Even the split tail enables fine control while the lack of a vertical tail significantly reduces drag. Among the other biomimicry features are a blended wing to fuselage joint mirroring the graceful and aerodynamic arch of a bird of prey. It’s not just an elegant design, it showcases the future capabilities of airframe design spearheaded by the UK’s world-class aerospace industry.

Bird of Prey Model

Sadly, before you start looking to purchase tickets, the Bird of Prey is not intended to represent an actual aircraft concept; its primary purpose is to inspire young engineers meaning we probably won’t ever see it in the skies above us. However, the concept is grounded in reality and gives an insight into what a future regional aircraft could look like. It is an extrapolation of what could be done with technologies that currently form the basis of research within Airbus, such as hybrid-electric propulsion to reduce atmospheric emissions, active control systems and advanced composite structures.

Bird of Prey Leaflet

The UK is unique in having widespread presence in advanced engineering and a thriving digital sector. Bringing those together with the imagination of a younger generation is intended to give the UK a lead in the global re-engineering of engineering itself.

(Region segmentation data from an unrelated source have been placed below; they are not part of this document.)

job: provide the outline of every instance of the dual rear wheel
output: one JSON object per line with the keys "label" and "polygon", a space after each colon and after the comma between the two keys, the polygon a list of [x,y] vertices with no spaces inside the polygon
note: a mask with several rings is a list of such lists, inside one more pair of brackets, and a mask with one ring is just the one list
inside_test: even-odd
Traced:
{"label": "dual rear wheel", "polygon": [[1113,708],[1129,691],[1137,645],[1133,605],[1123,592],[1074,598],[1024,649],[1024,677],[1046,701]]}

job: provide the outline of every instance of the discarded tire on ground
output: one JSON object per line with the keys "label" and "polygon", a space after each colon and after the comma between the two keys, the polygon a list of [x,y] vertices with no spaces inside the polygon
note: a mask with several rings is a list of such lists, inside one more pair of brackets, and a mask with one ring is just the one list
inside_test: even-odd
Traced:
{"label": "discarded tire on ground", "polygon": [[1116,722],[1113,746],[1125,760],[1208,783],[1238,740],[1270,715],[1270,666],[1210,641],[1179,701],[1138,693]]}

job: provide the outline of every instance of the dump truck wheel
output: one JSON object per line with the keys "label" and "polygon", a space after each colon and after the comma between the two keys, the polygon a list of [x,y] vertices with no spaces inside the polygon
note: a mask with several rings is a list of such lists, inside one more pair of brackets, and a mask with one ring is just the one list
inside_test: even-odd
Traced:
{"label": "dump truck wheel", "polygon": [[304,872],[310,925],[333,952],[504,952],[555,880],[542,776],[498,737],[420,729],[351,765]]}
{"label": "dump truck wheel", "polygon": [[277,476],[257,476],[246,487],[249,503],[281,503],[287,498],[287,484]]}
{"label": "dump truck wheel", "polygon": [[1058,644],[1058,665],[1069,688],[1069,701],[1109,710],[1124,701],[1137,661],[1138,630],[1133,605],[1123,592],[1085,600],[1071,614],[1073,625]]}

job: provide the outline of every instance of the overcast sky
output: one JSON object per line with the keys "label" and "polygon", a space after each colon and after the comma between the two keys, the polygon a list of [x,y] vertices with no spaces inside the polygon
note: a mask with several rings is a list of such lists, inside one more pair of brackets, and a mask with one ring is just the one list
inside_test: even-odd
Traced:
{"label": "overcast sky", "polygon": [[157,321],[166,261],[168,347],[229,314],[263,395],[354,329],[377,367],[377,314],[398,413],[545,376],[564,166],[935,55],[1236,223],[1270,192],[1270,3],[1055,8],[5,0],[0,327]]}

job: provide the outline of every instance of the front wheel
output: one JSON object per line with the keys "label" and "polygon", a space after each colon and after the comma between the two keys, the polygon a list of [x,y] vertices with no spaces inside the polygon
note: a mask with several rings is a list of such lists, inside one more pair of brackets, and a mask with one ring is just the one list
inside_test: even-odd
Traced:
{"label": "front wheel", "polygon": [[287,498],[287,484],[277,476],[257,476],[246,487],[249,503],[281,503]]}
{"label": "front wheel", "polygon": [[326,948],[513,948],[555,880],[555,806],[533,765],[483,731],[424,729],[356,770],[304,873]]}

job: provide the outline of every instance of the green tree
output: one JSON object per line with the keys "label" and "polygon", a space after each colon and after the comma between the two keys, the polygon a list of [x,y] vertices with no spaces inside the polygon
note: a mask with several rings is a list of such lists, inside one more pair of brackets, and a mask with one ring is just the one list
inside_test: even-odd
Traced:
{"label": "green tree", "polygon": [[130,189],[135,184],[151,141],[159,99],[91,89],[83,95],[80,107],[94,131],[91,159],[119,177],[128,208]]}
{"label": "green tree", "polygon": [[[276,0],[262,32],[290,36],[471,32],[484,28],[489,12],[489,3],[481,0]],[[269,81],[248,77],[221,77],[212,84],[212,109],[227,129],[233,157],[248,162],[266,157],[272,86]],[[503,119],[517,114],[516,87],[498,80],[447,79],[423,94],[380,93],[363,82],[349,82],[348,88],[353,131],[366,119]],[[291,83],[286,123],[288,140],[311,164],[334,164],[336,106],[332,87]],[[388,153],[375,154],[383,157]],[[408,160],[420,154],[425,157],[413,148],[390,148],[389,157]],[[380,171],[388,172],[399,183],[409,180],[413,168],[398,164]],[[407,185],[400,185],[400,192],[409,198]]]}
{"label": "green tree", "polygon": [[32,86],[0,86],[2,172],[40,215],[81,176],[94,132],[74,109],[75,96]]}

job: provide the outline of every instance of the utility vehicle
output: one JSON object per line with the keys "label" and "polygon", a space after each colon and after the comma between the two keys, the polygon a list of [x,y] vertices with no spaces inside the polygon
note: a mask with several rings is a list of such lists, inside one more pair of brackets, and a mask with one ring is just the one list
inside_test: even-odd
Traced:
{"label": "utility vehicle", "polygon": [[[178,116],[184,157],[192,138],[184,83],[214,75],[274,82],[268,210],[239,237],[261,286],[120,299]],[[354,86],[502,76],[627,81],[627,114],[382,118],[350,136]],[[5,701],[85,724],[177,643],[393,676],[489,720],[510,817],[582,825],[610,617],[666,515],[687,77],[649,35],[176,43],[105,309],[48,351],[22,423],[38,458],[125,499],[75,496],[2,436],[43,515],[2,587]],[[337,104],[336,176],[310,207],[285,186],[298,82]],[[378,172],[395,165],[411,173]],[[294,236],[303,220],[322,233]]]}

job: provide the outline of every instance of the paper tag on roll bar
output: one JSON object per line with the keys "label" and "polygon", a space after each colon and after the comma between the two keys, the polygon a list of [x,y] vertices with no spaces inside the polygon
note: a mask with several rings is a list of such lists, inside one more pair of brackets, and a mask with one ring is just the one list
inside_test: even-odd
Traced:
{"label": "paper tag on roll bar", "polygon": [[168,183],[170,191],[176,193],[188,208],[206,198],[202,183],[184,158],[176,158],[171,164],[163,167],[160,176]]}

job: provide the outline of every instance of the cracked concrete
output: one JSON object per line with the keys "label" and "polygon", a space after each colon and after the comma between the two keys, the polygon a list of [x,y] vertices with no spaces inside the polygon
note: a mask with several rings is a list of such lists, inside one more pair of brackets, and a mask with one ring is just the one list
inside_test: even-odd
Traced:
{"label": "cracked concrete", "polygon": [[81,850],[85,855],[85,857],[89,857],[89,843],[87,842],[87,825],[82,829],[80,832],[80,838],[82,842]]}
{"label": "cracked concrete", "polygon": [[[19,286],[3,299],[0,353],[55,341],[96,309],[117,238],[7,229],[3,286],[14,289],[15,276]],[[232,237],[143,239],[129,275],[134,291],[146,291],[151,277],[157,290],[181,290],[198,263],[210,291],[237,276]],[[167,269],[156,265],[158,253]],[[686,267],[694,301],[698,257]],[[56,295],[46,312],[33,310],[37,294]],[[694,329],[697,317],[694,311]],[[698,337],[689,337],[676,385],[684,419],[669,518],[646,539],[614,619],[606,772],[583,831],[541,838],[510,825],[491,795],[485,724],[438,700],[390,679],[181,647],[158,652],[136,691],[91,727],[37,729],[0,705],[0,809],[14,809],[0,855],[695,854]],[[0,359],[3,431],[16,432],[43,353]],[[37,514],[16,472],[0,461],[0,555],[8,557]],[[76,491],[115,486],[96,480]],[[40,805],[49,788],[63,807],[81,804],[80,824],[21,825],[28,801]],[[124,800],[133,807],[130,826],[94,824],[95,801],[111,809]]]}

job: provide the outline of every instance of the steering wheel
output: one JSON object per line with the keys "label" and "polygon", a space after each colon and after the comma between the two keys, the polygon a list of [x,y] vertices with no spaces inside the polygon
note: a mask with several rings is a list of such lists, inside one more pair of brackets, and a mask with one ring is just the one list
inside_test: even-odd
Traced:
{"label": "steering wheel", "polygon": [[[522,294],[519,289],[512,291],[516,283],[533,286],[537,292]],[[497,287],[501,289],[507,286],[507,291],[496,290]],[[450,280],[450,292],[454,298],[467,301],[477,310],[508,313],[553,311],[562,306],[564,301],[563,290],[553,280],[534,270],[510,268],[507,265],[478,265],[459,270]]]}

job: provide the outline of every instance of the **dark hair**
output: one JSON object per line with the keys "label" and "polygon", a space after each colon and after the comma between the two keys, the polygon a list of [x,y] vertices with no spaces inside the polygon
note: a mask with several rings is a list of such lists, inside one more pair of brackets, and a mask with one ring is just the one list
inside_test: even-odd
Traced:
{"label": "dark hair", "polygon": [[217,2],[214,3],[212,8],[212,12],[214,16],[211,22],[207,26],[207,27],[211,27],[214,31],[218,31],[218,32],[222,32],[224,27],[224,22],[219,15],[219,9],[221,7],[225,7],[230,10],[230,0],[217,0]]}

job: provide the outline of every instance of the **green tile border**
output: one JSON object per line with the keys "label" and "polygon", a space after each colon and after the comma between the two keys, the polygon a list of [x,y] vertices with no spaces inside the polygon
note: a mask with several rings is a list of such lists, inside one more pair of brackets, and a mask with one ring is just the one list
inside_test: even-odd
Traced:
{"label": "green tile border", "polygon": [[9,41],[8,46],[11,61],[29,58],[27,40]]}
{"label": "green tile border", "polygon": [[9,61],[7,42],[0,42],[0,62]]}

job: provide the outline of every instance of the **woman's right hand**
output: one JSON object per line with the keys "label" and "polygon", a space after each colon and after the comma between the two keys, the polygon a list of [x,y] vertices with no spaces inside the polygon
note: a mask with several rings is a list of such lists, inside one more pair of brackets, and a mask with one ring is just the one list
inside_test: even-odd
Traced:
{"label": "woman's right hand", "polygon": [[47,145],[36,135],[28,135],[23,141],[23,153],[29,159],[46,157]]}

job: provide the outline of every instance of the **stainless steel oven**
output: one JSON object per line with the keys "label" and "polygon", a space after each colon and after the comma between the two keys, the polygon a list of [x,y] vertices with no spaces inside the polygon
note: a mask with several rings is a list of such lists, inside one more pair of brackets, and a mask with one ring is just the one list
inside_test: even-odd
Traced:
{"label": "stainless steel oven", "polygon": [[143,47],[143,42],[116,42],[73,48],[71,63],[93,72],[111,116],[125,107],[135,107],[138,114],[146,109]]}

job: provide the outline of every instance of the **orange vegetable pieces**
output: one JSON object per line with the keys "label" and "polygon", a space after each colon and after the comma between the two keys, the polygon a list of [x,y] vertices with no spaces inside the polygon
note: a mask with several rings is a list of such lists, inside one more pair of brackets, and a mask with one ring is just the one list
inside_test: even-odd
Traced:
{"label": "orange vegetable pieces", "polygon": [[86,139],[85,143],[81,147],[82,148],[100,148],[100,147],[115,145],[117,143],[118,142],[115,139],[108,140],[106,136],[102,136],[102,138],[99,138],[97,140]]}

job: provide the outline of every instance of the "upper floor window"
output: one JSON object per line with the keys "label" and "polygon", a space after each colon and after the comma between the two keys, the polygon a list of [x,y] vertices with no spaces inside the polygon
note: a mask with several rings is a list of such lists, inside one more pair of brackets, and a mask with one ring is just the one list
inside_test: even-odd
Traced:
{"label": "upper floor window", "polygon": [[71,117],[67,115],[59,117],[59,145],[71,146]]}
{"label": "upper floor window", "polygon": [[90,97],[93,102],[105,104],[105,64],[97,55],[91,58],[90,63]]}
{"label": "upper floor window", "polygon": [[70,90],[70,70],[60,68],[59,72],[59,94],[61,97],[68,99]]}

Martin Aston, Senior Manager at Airbus said about the project, “The Bird of Prey is designed to be an inspiration to young people and create a “wow” factor that will help them consider an exciting career in the UK’s crucially-important aerospace sector. One of the priorities for the entire industry is how to make aviation more sustainable – making flying cleaner, greener and quieter than ever before.”

From someone who has worked in the aviation industry for two decades, there are many ways that young eager talent can get involved. If you are inspired by engineering, flight, piloting or even airline management, there are multiple ways to get started, but most of these are rooted in a good education, or failing that, at least work experience in a similar field. The industry more than ever needs innovative new minds to help challenge the increasing pressures placed on the industry, and now, like every year before remains an amazing time to enter the industry.